Plasma donations by generations

Annette Roberts donated blood for the first time at the age of 16. Little did she know that moment would set in motion a tradition that has transcended generations, and led to the family achieving a major milestone – over 1,000 donations between them.

The Roberts family is made up of three generations of donors who have donated a whopping 1,014 lifetime donations. Despite health and travel deferrals throughout the years, they’ve never fallen off the registry, and as long as they’re eligible to donate, they say they have no intention of slowing down. 

“I was studying nursing when I joined my colleagues, who had all signed up to donate blood. I simply kept going back after that,” says Annette, who lives in Paihia with her husband Keith. “Decades later, I’m still going - only now my family come too. We get great pleasure from helping people, and donating blood is a great way to do just that.”

It’s this same philosophy that’s motivated their children and grandchildren to join the donor registry as well. Their sons Mark and Grant have donated over 200 times in their home town of Auckland, and their 22-year-old grandchild Kodey is also a plasma donor.

Annette’s dedication to donating blood got Keith on board, whose love for riding motorcycles was also a deciding factor in joining the donor registry. While he’s never needed a blood transfusion himself, he thinks about those who do and donates for them.

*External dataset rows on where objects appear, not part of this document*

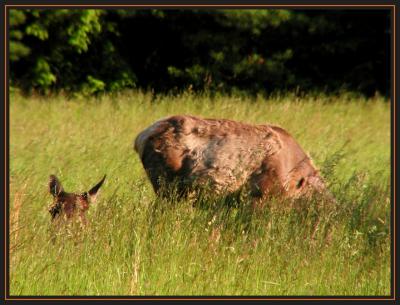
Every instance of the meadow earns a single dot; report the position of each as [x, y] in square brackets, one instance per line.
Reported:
[136, 244]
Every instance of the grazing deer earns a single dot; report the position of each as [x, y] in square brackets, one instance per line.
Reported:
[227, 156]
[67, 205]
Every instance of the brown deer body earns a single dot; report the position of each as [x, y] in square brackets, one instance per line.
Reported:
[67, 205]
[227, 156]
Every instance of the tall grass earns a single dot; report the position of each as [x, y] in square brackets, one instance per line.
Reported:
[136, 244]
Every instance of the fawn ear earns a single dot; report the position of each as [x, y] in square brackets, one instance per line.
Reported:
[93, 191]
[55, 186]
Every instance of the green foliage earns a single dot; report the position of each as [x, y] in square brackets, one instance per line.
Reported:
[135, 244]
[256, 51]
[17, 48]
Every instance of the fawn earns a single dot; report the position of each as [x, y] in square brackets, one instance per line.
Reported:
[67, 205]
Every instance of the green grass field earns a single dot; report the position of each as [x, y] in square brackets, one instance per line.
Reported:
[138, 245]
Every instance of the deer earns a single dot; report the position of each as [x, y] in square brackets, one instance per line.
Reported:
[226, 156]
[67, 205]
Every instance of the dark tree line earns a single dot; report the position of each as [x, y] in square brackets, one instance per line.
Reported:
[254, 51]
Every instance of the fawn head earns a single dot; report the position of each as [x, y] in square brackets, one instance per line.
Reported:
[69, 204]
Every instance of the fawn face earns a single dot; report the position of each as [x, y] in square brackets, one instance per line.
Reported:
[69, 204]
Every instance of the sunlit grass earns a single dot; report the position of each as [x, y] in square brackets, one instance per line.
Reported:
[138, 245]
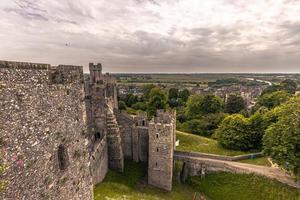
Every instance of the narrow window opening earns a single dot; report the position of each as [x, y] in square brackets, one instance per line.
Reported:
[62, 157]
[97, 136]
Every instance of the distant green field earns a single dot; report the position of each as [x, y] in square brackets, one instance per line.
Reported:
[132, 185]
[191, 142]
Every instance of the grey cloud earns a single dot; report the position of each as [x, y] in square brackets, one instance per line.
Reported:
[135, 36]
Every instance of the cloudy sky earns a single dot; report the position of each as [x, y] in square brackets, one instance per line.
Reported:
[154, 35]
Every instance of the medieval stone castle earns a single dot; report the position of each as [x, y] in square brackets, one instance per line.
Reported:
[61, 131]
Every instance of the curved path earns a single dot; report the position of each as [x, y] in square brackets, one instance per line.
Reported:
[221, 165]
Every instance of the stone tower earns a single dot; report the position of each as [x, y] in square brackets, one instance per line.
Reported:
[104, 128]
[95, 90]
[161, 150]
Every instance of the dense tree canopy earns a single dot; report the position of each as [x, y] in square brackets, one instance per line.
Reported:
[233, 134]
[234, 104]
[122, 105]
[184, 95]
[173, 93]
[289, 86]
[157, 100]
[204, 125]
[282, 138]
[203, 104]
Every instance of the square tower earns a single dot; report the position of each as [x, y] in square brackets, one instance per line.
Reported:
[161, 150]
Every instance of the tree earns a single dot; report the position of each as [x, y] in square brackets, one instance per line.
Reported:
[122, 105]
[157, 100]
[233, 134]
[147, 89]
[282, 139]
[139, 106]
[234, 104]
[184, 95]
[289, 86]
[271, 100]
[202, 105]
[205, 125]
[173, 93]
[271, 89]
[193, 107]
[130, 99]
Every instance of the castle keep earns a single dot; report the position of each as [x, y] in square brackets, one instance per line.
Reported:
[61, 130]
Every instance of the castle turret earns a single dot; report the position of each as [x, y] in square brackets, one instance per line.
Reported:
[161, 150]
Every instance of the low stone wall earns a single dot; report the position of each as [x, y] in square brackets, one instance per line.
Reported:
[219, 157]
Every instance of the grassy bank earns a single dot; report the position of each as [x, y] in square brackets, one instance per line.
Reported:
[132, 185]
[228, 186]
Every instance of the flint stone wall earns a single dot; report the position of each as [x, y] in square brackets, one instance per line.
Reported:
[41, 111]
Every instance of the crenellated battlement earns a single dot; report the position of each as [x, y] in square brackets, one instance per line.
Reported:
[23, 65]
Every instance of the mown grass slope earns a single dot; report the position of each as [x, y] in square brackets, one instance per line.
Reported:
[132, 185]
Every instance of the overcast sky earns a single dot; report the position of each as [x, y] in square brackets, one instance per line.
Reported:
[154, 35]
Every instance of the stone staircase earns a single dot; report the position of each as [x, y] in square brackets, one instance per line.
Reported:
[114, 143]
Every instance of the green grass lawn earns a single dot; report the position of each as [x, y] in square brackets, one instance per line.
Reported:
[257, 161]
[191, 142]
[132, 185]
[228, 186]
[196, 143]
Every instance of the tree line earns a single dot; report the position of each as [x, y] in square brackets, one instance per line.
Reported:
[271, 126]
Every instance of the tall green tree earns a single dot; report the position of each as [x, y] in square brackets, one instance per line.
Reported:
[184, 95]
[282, 139]
[173, 93]
[157, 100]
[233, 133]
[234, 104]
[289, 86]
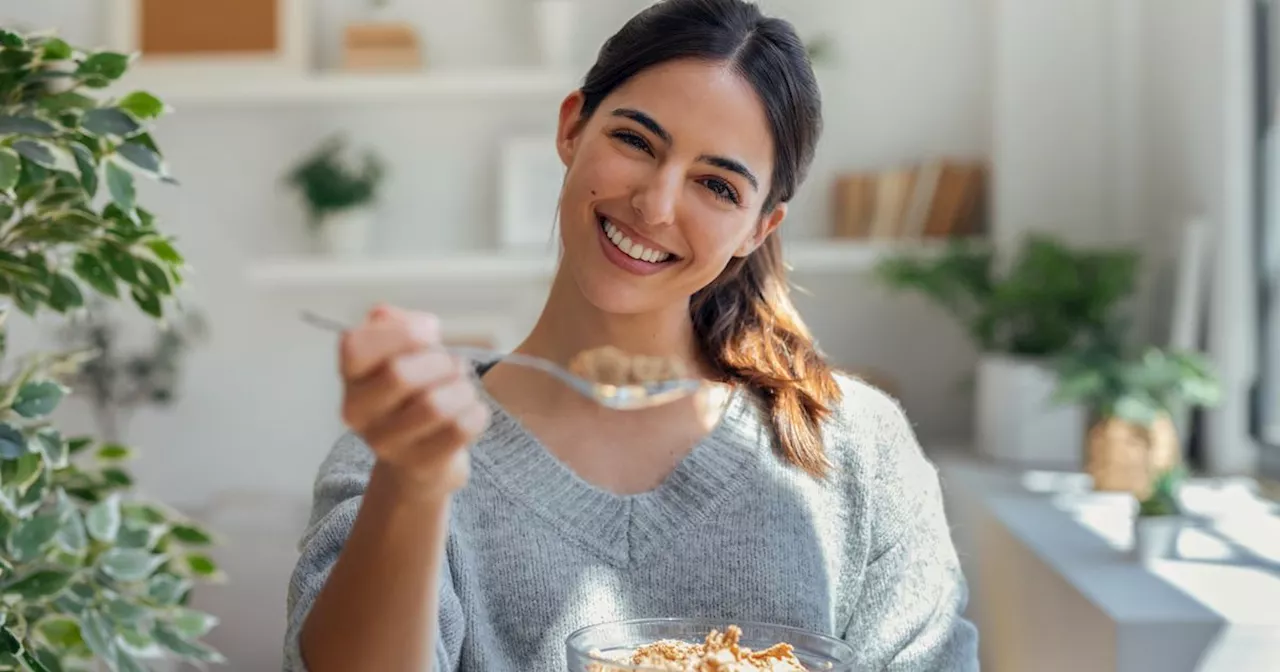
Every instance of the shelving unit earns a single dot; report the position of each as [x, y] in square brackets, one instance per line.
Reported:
[507, 268]
[338, 87]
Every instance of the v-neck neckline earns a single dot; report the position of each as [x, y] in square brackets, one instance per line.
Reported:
[622, 528]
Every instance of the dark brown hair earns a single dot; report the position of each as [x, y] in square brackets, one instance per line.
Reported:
[744, 320]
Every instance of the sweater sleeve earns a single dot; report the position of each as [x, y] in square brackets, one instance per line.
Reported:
[339, 487]
[909, 616]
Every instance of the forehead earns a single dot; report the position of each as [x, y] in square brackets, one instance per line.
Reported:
[705, 106]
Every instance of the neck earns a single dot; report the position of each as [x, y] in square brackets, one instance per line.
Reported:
[570, 324]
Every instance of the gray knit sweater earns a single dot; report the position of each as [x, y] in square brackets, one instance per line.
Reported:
[534, 552]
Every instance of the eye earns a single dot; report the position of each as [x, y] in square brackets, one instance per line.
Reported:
[635, 140]
[722, 190]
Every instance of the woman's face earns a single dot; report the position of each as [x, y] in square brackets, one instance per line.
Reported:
[666, 183]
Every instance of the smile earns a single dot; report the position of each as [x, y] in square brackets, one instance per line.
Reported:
[632, 248]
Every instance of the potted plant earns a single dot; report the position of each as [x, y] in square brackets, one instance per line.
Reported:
[91, 574]
[1133, 398]
[339, 190]
[1159, 519]
[1022, 316]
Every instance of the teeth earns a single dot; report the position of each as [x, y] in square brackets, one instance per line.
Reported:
[632, 248]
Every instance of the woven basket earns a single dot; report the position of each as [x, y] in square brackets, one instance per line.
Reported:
[1125, 457]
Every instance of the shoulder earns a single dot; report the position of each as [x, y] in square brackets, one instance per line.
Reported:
[874, 447]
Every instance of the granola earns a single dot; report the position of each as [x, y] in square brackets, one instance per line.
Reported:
[720, 653]
[613, 366]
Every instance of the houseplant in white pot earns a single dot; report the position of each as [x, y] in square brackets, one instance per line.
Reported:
[1132, 398]
[92, 576]
[341, 190]
[1020, 319]
[1159, 519]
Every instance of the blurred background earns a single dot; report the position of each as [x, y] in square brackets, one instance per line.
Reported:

Keith and Annette began their journey as whole blood donors, but on a nurse’s suggestion they switched to plasma 40 years ago. Plasma serves a variety of functions, from maintaining a satisfactory blood pressure and volume to supplying critical proteins for blood clotting and immunity. Plasma donation is different to whole blood donation in many ways, one being that instead of only donating every three months, plasma can be given every fortnight

Plasma is also a component of the blood that can be turned into 11 different lifesaving blood products that go towards a wide variety of patients in need. Every year, New Zealand Blood Service (NZBS) needs around 70 tonnes of plasma to help save lives, hence its nickname ‘liquid gold’.

“Doing something for someone else who can’t do it for themselves, is brilliant. When we hear a story about someone being sick, or that a child or teenager needs a weekly plasma-derived treatment for the rest of their lives, it only motivates us to return for our fortnightly donations,” says Annette.

 

In addition to being committed and dedicated blood donors, Keith and Annette are also involved in other volunteer work. They are on the Friends of Williams House committee providing facilities at a heritage site; Keith is also a firefighter with the Paihia Volunteer Fire Brigade and Annette is the brigade secretary.

“My thinking has always been that society is only a result of what people put back into it,” says Keith. “If people keep taking from it, it’s not going to go anywhere. We’ve got to give back where we can, and plasma donation is a good way to do it.”

Although there have been times along the way that have kept the Roberts family from donating at times, this dedicated donor team all keep going back.

 “We’ve got to do something to help those people, who through no fault of their own are suffering with illness and disease,” says Annette. “We can help, so we do, and we encourage anyone out there who is eligible to help too.”